Researchers have created a synthetic ‘skin’ that can change colour and texture on demand. The material can switch from matte to shiny and display a variety of other effects, before reverting to its initial state. The team used an electron beam to make a ‘landscape’ of bumps on the surface of a polymer that reversibly swells on contact with water. The bumps absorb varying amounts of water, which resulted in a material that could drastically change its appearance when wet.
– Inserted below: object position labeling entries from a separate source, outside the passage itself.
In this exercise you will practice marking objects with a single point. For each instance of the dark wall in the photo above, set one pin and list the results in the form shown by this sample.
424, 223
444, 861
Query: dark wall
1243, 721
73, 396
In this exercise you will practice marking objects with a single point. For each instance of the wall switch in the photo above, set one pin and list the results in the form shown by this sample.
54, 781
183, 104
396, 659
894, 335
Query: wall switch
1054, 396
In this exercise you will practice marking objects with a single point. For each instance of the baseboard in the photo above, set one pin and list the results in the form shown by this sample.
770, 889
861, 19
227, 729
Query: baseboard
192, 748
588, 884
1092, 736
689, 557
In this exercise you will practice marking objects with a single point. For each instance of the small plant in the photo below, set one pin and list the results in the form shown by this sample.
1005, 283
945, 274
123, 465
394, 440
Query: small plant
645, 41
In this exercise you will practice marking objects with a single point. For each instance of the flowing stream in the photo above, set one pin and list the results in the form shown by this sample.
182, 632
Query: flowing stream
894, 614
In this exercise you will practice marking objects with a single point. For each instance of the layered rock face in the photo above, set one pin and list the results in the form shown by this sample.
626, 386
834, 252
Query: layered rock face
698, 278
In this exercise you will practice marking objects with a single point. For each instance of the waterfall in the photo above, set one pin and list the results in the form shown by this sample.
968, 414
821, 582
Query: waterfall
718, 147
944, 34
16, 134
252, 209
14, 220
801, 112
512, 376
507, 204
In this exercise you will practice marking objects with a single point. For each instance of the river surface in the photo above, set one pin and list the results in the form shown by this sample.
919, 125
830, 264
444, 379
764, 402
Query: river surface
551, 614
The flow of liquid can be controlled by covering the material with a transparent film.

Nature | 4 min read

Reference: Nature paper

Traces of toxic compounds have been found on 60,000-year-old arrowheads, providing the oldest chemical evidence that Palaeolithic hunter-gatherers used poison to bring down prey. Chemical analysis revealed a compound called buphandrine, derived from the poison bulb plant (Boophone disticha), on arrowheads discovered in KwaZulu-Natal, South Africa. The use of poisons “shows advanced planning, strategy and causal reasoning” among hunter-gatherers, says archaeologist Justin Bradfield. It also suggests that they had a complex understanding of the properties of plants, says archaeologist April Nowell.

Nature | 4 min read

Reference: Science Advances paper

As mpox continues to spark localized outbreaks in Africa and elsewhere, researchers are racing to understand more about the virus that has caused two public-health emergencies in the past three years. In December, a preprint study found that one mpox strain seems to lurk in the testes of infected male mice. And health officials in the United Kingdom reported that a person had been infected with a never-before-seen strain that is a mashup of two other types. “We should not underestimate what it can do if it’s allowed to become firmly entrenched in human populations and continue to adapt,” says infectious-disease physician Boghuma Titanji.